There are key points to note on how to be a corporate secretary in Singapore. Aside from being a resident of Singapore, he should satisfy at least one additional eligibility requirement stated under the Singapore Companies Act.
- One such requirement is that he should have held office as a company secretary for at least three years in the period of five years immediately before his appointment.
- One can also be appointed secretary if he is a qualified person under the Legal Profession Act.
- He could also be a public accountant or a member of any of the following:
- Institute of Certified Public Accountants of Singapore
- Singapore Association of the Institute of Chartered Secretaries and Administrators
- Association of International Accountants
- Institute of Company Accountants.
The corporate secretary is appointed by the board of director(s) of a business, as mandated by the law. Any of the directors of the company can act as the secretary. However, if the company only has one director, he cannot assume the role. According to the Accounting and Corporate Regulatory Authority (ACRA), the company must appoint a secretary within six months after its incorporation.
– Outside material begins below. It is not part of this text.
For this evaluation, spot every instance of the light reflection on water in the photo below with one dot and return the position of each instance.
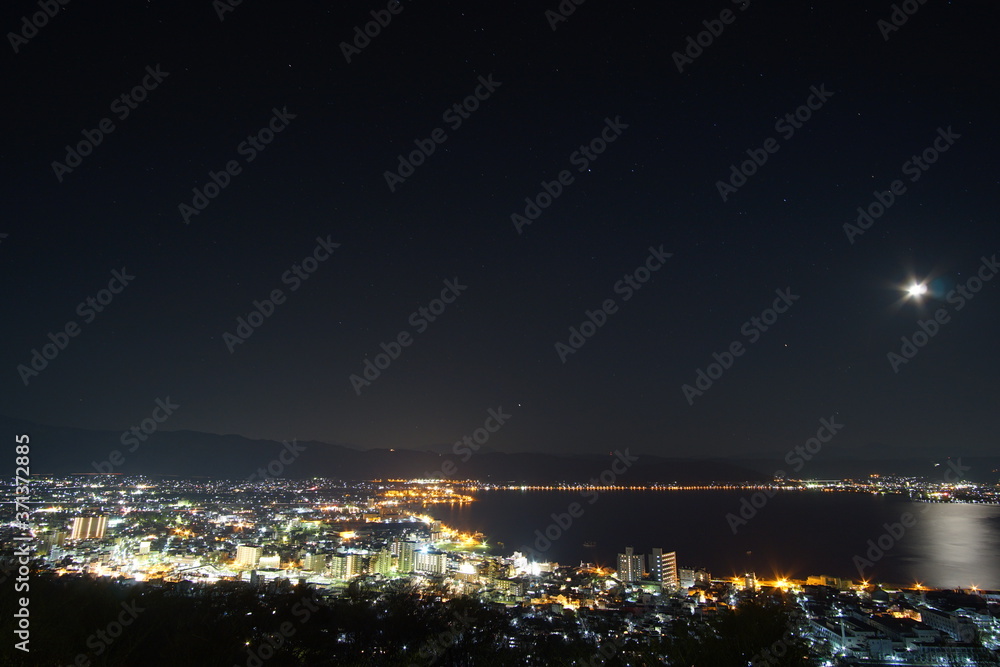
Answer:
(954, 545)
(796, 534)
The primary role of the company secretary ensures that the company, through its directors, are meeting all its regulatory obligations. This is crucial as the appointed secretary will also be held liable for the company’s failure to adhere to the law in certain situations. The secretary is also in-charge of organising board meetings and annual general meetings. On the shareholders’ side, the secretary is accountable for supervising share allotments and stock transfers. All these require company secretaries to possess certain skills in analytical, organisational.